I just got back in town and am trying hard not to pass out. Moved my brother's furniture etc all day yesterday. Later, bf and I showed my dad how to use his new bowflex (whether or not he actually sticks to it, time will tell!). Late last night, as I was running on fumes, I even managed to cook some healthy food in my mom's kitchen ( a little for me and the bf, but mostly for my mom and brother, because I knew they would be busy unpacking boxes etc all day today and my mom had no freggies in the house).
You know, it was a strange feeling... running out at 11:30 pm, not to get fast food (gods know I was sick of the stuff after being forced to eat it on the road), but to get VEGETABLES and other healthy ingredients to cook a wholesome meal --this was a definite change form the "old me" who would use visiting my parents as an excuse for splurging on whatever bad food I felt like eating. So, woohoo for this healthy craving.

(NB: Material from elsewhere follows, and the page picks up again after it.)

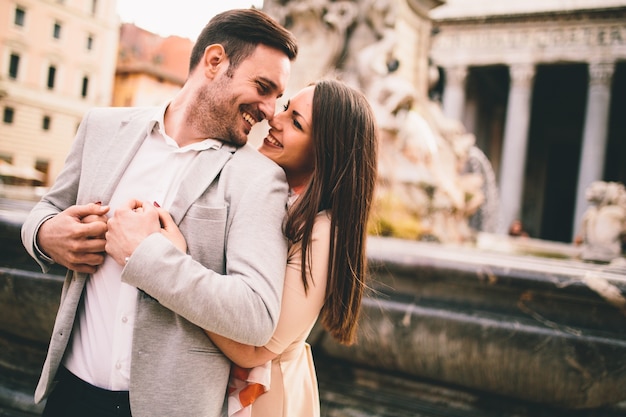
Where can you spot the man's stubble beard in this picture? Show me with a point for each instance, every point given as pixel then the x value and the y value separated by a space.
pixel 213 116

The first challenge in BLC12 this week is to write a letter to my future-self, 8 weeks down the line. Here goes:
You did it--you stuck with this competition for 8 weeks, and I am sure you are seeing some great improvements in your health, compared to week 1 (why not let me know exactly what these improvements are in a reply?). I want to congratulate you on your progress; you are not at your long-term goal line, but by now I am sure you have blasted past your 382 lb mini-goal, and that takes a lot of hard work, dedication, and time-management skills. You know what your priorities are, and you are taking charge of your life in a very positive way.
However, I also know that you are still me--and that means you are still imperfect. You still have bad days once in a while--you probably still struggle with eating well during school. In fact, you will probably never live up to the lofty goals and time-frames you once set for yourself... you will never achieve some un-defined level of perfection that only exists in vague wishful thoughts... your life will not be perfect nor will it be stress-free after reaching your goals, and all of your problems will surely not be melting away as the scapegoat (fat) does the same.
And that is ok.
I have one request, self. I just want you to allow yourself to be imperfect and improving, instead of an unrealistic perfectionist. Can you do that for me?
Despite your perceived faults or shortcomings, you are the best me that I can be in 8 weeks. You are my triumphs, my failures, and my net progress over many baby steps forward and a few stumbles backward. Finally, I just want to say that I am proud of you for sticking with it through the hurdles, and that you are doing a great job. It just takes time. Keep it up, me!
P.S. You are a demon in the gym! Staying consistent with your strength training and running/biking is tiring, but SO worth it. YOU ROCK!!!